Erkläre mir, und ich vergesse."Nachhaltigkeit braucht neue Formen des Lernens. Ästhetische Bildung meint empfindende, wahrnehmende, gestaltende Bildung, die, um mit Hannah Arendt zu sprechen, in das herstellende Handeln mündet, das die Kinder und Jugendlichen zu dem befähigt, was von Ihnen künftig im Übermaß gefordert werden wird: Kreativer Umgang mit einem Verlust an herkömmlichen Strukturen, die das Finden und Erfinden neuer Lebens- und Arbeitstätigkeiten einschließt. Wir behaupten, dass weder die Fachpädagogiken noch die Schulen gegenwärtig die Voraussetzungen für diese Anforderungen erfüllen."
Zeige mir, und ich erinnere.
Lass es mich tun, und ich verstehe.
Konfuzius
[Text: Letzes Kapitel aus: Heinrich Böll Stiftung, BAND 10, Konzeptgedanken zur Errichtung eines Fonds Ästhetik und Nachhaltigkeit, von Adrienne Goehle, S.42-47]
"So wie die meisten staatlichen Schulen heute arbeiten, lassen sie weder für Ästhetik noch für Nachhaltigkeit des Lernens irgendeinen Raum. Die deutsche Regelschule der Gegenwart zielt vorwiegend auf den Vorderlappen des Gehirns, ist sinnesarm, körper- und zusammenhangslos, portioniert in 45 Minuten-Wurstscheiben. Die Noten der PISA-Expert/innen könnten für die deutschen Regelschulen dramatischer nicht sein, aber die Verantwortlichen reagieren auf diese Alarmsignale mit einer Politik, die vom gleichen Schlechten mehr verordnet.
Die ästhetische Bildung liegt bekanntlich völlig im Schatten der «PISA- Themen», die rund um das Training der kognitiven Fähigkeiten kreisen und auf «lernenden Nachvollzug» gerichtet sind.
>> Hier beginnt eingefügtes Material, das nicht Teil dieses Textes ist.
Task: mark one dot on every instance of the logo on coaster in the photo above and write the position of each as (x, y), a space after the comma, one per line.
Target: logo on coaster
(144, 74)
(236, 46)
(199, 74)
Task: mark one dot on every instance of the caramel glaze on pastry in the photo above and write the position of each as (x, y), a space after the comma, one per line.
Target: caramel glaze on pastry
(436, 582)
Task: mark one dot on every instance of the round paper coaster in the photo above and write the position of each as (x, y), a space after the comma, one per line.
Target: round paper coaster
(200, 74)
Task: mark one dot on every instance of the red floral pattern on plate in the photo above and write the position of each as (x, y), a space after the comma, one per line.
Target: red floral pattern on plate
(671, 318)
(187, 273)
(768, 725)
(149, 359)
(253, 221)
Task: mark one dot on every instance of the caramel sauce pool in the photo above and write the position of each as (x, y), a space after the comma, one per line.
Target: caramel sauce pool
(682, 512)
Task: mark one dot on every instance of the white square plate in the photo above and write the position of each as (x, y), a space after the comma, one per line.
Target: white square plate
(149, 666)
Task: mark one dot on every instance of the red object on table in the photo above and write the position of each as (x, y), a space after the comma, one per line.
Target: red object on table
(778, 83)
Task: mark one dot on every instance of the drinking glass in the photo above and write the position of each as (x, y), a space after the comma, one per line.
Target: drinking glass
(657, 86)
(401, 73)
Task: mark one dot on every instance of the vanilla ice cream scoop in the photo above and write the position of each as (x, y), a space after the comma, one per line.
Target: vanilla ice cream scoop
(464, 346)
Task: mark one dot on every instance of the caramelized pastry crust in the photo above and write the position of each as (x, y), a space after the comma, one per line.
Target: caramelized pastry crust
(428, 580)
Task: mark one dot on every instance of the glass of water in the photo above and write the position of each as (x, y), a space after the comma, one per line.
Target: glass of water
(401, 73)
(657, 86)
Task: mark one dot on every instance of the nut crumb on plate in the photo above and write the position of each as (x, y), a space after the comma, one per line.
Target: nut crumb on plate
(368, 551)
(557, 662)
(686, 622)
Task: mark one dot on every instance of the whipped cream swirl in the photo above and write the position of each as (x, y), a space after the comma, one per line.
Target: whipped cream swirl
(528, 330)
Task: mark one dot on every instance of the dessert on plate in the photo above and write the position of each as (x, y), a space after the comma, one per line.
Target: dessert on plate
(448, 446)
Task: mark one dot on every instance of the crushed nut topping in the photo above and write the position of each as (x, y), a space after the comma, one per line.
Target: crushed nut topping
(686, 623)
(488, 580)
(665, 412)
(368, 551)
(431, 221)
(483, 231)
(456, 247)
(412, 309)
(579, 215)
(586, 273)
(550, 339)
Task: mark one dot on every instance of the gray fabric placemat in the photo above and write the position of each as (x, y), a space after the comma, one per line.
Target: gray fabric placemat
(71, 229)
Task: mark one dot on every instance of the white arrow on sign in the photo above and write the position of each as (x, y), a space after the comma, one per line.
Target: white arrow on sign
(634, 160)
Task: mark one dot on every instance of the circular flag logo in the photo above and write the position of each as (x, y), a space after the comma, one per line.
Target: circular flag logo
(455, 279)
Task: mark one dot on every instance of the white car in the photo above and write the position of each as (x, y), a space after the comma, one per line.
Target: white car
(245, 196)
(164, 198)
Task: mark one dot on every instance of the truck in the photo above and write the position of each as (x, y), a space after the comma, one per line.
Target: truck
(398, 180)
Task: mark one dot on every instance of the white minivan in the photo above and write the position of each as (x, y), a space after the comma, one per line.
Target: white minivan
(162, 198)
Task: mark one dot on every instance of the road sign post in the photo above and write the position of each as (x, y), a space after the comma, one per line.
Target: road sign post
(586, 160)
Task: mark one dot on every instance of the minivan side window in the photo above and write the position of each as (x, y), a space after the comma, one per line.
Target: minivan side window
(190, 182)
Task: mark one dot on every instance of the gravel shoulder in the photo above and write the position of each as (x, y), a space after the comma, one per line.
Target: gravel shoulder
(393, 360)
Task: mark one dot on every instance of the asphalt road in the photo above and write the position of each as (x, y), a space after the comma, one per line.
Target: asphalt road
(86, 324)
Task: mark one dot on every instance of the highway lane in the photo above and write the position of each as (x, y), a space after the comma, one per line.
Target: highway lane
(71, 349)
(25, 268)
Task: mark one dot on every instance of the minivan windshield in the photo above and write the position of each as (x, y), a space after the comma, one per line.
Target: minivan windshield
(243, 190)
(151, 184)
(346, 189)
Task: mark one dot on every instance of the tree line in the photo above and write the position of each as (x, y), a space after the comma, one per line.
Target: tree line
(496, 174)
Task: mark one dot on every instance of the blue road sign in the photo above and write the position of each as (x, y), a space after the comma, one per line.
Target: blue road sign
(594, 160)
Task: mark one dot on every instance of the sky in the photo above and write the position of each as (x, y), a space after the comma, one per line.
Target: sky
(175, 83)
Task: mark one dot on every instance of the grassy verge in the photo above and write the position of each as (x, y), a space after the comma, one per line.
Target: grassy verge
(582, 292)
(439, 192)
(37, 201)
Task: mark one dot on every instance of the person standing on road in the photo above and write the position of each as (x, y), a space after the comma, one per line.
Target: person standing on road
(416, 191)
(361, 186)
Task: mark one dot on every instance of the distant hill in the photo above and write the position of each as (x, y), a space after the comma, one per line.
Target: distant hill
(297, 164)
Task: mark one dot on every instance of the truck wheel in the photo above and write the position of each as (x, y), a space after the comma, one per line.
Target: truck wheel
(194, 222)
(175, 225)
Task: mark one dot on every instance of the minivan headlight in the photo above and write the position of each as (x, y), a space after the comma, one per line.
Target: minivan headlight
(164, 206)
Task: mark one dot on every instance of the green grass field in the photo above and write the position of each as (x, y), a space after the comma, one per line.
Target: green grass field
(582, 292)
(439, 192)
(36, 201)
Der Neurobiologe Wolf Singer hat nicht nur große Defizite im Bereich der musischen Fächer Tanzen, Musik, Gestalten, Zeichnen, sondern auch in der Vermittlung von Mimik und Gestik festgestellt. Diese Ausdrucksmittel aber seien «im Dialog, im Dechiffrieren dessen, was die anderen bewegt» von unschätzbarem Wert.
Für die Freisetzung dieser blockierten Energien, stellt Rudolf zur Lippe fest, muss Schule grundlegend verändert werden, sonst bliebe auch die Arbeit mit und von Künstler/innen an den Schulen bloß additiv oder kompensatorisch. Ästhetische Bildung zielt aber auf Kompetenz, auf Durchdringung der Wissens- und Praxisfelder, auf das Sinnenbewusstsein.